Qualche mese fa su Atlantico avevamo preannunciato che la demonizzazione di Salvini lo avrebbe rafforzato. Le elezioni europee hanno confermato questa tesi. Quel clamoroso 34,3 per cento deriva, oltre che da una strategia politica e comunicativa studiata nei dettagli, dall’antisalvinismo militante. Dai suoi odiatori ossessivo-compulsivi che hanno fatto di tutto per dipingerlo come un fascista, un razzista e un dittatore, nonostante fosse chiaro che quelle rappresentazioni fossero lontane dalla realtà.
L’effetto, probabilmente non previsto dai suoi detrattori, è stato quello di moltiplicare la pervasività del suo messaggio, che si è così imposto al centro dell’agenda politico-mediatica. Pur non avendo svolto una campagna elettorale innovativa (il “Vinci Salvini” era stata la grande trovata delle politiche del 2018), il leader leghista è riuscito a trionfare. Certo, i risultati sull’immigrazione clandestina, tema sentitissimo da molti italiani, sono stati un mezzo propagandistico formidabile, ma il Capitano non ha fatto più di tanto. Gli è bastato sfruttare la centralità mediatica ottenuta e gli sforzi degli antisalviniani di professione che, a ben vedere, gli hanno tirato la volata. Gli episodi delle lenzuolate, delle contestazioni antifasciste e antirazziste e dei selfie in cui veniva deriso hanno fatto il suo gioco.
In tal modo, sia per i propri meriti sia per volontà dei suoi contestatori, Salvini è stato sempre l’oggetto del dibattito. Anche gli attacchi di Di Maio e del Movimento 5 Stelle non hanno fatto altro che rafforzarlo. Potenziando ulteriormente la sua centralità. Non bisogna poi dimenticare che i “ceti medi riflessivi” che lo hanno costantemente demonizzato, a causa di una malcelata sicumera, sono rimasti inascoltati da molti italiani che hanno scelto Salvini non tanto perché lo gradivano, ma per l’antipatia nei confronti di tali maîtres à penser.
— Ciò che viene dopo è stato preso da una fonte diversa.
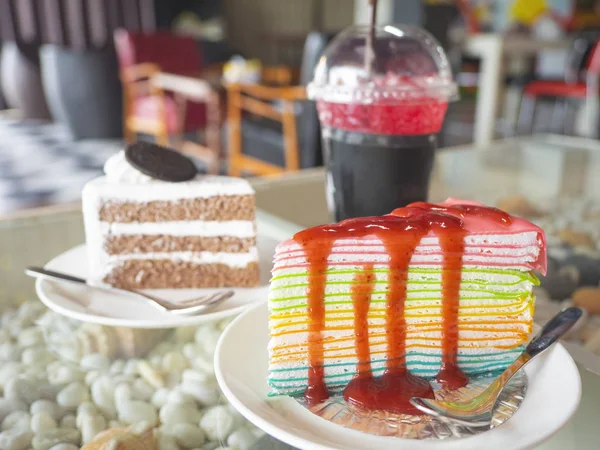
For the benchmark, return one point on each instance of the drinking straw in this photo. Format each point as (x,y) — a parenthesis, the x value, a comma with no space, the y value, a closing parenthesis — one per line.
(370,47)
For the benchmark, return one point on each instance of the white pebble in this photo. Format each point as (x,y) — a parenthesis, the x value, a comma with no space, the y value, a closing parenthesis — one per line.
(95,361)
(73,395)
(131,367)
(242,439)
(30,337)
(238,419)
(117,367)
(122,378)
(16,419)
(42,421)
(192,351)
(204,365)
(173,413)
(155,361)
(208,339)
(15,439)
(46,406)
(161,348)
(65,447)
(149,374)
(91,376)
(173,378)
(257,432)
(28,389)
(141,390)
(193,376)
(90,427)
(123,395)
(48,439)
(184,334)
(37,356)
(136,411)
(68,421)
(217,423)
(19,389)
(206,394)
(9,352)
(160,397)
(173,362)
(178,396)
(65,375)
(10,405)
(187,435)
(86,409)
(103,395)
(10,370)
(166,442)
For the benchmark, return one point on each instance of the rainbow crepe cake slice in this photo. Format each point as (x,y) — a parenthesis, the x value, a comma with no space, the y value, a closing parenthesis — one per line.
(430,292)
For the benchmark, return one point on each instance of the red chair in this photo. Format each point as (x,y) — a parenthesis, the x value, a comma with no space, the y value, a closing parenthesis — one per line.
(146,108)
(577,89)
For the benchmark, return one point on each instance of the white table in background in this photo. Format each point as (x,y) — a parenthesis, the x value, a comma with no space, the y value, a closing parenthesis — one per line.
(493,50)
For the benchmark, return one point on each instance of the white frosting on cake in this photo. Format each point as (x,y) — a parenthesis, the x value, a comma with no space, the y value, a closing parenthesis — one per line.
(229,259)
(123,182)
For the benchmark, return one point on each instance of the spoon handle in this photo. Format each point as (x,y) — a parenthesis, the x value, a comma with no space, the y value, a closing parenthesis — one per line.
(553,330)
(45,273)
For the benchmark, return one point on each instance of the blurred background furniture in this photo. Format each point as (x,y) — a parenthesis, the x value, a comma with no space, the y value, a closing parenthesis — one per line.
(189,90)
(146,108)
(580,82)
(273,129)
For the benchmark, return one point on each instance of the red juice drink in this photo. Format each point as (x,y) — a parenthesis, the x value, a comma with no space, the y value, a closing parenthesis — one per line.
(380,126)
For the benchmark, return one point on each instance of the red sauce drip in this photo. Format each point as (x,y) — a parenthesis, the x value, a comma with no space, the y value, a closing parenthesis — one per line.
(450,376)
(361,300)
(317,253)
(400,234)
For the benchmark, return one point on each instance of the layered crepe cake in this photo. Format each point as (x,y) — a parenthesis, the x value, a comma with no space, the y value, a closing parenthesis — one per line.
(377,307)
(153,222)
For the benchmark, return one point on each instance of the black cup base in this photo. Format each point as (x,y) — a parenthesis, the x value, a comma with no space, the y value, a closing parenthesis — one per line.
(371,175)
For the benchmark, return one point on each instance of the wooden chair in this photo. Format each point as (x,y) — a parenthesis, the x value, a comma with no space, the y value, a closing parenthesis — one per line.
(149,108)
(272,127)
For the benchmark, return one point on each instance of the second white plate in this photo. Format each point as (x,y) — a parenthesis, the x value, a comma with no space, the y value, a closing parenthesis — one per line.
(95,306)
(552,397)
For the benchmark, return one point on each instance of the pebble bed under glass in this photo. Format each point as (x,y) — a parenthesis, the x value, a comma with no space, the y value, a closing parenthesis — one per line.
(58,394)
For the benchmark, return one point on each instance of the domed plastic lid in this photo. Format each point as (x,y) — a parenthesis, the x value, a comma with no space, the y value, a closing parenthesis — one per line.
(407,66)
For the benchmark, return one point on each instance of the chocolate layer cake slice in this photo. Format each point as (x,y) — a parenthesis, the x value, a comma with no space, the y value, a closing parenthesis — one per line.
(375,307)
(152,222)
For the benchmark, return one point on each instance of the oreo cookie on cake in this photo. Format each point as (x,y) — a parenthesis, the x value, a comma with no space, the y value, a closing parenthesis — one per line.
(153,222)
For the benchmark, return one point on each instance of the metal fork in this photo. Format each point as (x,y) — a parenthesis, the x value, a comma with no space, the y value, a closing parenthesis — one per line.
(184,308)
(477,411)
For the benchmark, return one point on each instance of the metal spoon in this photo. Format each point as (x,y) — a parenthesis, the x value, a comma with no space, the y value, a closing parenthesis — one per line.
(184,308)
(477,412)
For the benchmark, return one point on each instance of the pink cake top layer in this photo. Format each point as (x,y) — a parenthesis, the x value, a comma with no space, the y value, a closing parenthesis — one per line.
(475,219)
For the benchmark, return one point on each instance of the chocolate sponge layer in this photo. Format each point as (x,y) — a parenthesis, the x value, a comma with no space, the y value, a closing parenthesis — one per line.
(168,274)
(126,244)
(218,208)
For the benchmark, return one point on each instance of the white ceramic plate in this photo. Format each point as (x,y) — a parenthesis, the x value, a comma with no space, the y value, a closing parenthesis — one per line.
(92,305)
(241,362)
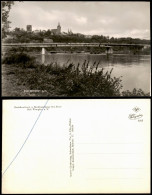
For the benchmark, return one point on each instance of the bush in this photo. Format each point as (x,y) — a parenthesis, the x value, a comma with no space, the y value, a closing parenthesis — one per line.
(69,80)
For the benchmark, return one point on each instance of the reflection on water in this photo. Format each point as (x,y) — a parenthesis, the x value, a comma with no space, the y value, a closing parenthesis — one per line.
(135,69)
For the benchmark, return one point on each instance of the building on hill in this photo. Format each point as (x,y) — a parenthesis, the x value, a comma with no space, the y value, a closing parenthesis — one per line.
(56,31)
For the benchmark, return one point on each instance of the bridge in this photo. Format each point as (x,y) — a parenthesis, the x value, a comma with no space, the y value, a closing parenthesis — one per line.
(108,46)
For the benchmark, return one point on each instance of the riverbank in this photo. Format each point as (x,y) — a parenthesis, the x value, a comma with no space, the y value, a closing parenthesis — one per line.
(22,76)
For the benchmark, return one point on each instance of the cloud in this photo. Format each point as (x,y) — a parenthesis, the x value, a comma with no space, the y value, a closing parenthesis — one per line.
(81,20)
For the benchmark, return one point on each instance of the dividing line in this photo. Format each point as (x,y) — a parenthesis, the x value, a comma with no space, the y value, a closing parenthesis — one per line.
(25,139)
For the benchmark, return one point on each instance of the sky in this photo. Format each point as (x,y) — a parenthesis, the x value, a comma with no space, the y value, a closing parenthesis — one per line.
(113,19)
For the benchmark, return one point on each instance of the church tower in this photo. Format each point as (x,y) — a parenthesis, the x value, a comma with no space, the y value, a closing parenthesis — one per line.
(58,29)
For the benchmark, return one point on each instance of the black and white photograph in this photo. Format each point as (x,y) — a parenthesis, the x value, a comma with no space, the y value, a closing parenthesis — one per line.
(75,49)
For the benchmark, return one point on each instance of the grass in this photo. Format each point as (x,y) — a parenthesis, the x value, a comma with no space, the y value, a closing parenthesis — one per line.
(69,80)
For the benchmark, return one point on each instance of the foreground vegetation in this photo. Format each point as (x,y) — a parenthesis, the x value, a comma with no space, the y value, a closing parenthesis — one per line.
(69,80)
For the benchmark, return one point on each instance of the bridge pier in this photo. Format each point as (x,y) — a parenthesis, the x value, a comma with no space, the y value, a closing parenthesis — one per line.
(109,50)
(43,55)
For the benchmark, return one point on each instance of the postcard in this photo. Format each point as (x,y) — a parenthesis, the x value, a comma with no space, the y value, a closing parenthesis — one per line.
(76,49)
(76,146)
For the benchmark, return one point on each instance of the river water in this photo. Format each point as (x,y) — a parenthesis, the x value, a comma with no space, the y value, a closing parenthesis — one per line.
(134,69)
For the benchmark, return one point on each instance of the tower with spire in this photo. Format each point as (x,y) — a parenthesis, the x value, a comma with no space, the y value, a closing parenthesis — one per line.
(58,29)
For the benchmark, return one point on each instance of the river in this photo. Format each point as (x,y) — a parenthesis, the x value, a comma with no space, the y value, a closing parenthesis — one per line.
(134,69)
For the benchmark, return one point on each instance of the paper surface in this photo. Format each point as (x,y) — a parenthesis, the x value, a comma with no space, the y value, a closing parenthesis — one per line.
(76,146)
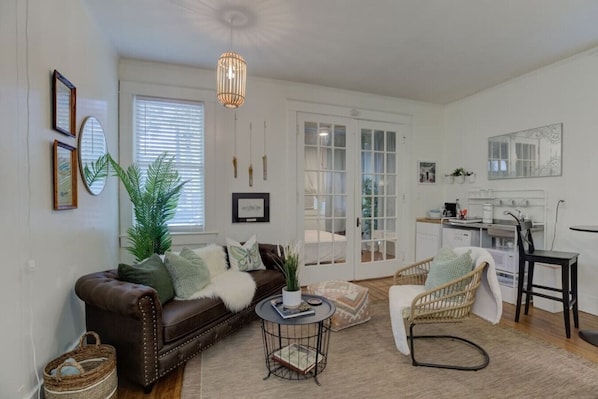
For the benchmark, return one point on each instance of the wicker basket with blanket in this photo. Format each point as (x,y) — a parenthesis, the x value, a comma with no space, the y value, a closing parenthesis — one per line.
(87,372)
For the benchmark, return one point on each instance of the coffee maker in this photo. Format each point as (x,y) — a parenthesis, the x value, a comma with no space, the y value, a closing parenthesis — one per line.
(450,210)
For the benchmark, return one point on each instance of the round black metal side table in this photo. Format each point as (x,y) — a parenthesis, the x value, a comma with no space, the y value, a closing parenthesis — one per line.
(296,348)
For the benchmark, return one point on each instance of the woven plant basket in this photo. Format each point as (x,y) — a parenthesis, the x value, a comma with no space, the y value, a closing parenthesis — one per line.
(97,378)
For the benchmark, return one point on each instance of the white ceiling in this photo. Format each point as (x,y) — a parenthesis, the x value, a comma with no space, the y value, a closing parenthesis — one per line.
(436,51)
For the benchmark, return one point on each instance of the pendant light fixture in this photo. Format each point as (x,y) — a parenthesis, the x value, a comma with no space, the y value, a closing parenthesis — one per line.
(231,77)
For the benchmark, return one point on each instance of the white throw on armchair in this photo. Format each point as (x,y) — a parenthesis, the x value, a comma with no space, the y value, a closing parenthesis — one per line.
(477,291)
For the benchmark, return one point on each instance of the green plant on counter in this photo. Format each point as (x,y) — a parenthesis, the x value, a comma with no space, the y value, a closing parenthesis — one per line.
(290,264)
(155,195)
(458,172)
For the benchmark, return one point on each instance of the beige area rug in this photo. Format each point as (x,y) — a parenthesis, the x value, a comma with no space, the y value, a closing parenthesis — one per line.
(364,363)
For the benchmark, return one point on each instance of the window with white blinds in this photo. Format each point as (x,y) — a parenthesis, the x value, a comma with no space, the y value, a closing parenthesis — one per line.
(176,127)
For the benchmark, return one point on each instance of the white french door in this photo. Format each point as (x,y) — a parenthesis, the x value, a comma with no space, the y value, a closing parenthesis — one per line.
(348,175)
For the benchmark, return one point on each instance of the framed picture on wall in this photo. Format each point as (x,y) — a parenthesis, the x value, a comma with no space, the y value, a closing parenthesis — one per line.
(251,207)
(65,177)
(426,172)
(64,105)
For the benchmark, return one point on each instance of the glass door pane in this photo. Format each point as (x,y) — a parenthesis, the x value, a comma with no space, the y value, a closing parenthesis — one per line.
(325,216)
(378,194)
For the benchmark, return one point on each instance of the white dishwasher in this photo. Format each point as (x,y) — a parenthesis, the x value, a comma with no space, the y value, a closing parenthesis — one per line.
(453,237)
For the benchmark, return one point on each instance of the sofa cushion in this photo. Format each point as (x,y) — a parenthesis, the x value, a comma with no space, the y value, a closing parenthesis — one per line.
(188,272)
(244,257)
(180,318)
(150,272)
(214,257)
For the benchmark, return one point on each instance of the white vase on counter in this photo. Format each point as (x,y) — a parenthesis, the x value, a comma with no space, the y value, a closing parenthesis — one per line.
(291,299)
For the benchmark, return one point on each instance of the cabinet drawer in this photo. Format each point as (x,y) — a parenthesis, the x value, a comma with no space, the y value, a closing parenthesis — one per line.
(428,228)
(505,260)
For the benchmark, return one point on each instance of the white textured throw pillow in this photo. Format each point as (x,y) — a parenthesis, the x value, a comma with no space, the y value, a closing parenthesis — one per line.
(244,257)
(214,257)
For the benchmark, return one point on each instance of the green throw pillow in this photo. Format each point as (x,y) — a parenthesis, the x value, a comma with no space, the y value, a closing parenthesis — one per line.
(188,272)
(244,257)
(150,272)
(448,266)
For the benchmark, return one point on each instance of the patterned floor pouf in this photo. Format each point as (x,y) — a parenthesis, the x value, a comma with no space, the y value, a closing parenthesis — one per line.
(351,301)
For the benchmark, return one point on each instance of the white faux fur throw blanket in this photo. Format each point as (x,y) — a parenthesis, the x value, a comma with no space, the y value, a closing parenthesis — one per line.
(487,305)
(236,289)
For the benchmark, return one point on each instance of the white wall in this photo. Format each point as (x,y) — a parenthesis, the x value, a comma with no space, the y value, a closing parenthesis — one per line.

La dinamica umanizzante e polarizzante costruita dal leader della Lega ha ampliato ulteriormente la frattura che, seguendo le categorie da lui usate, potremmo definire popolo-élite. Infatti, fattosi percepire come un uomo comune grazie all’uso dei social media, ha trasformato tutti gli attacchi disumanizzanti nei suoi confronti in attacchi al “popolo”. Popolo che fotografa ciò che mangia, si fa selfie e posta su Instagram i luoghi che visita, proprio come Salvini. Questa identificazione prepolitica ha fatto sì che la demonizzazione, per l’irrealtà delle minacce paventate e per la distanza tra “popolo” e intellettuali di una certa sinistra, ne rafforzassero la narrazione e il messaggio. Quanto avvenuto ricorda da vicino la parabola dell’antiberlusconismo: l’odio viscerale nei confronti del Cavaliere gli permise di restare al centro della scena per quasi un ventennio. Visto il suo declino, Salvini potrebbe prenderne il posto. Sia come perno della destra, che come oggetto delle stilettate mediatiche di una sinistra che continua a commettere gli stessi errori da più di vent’anni.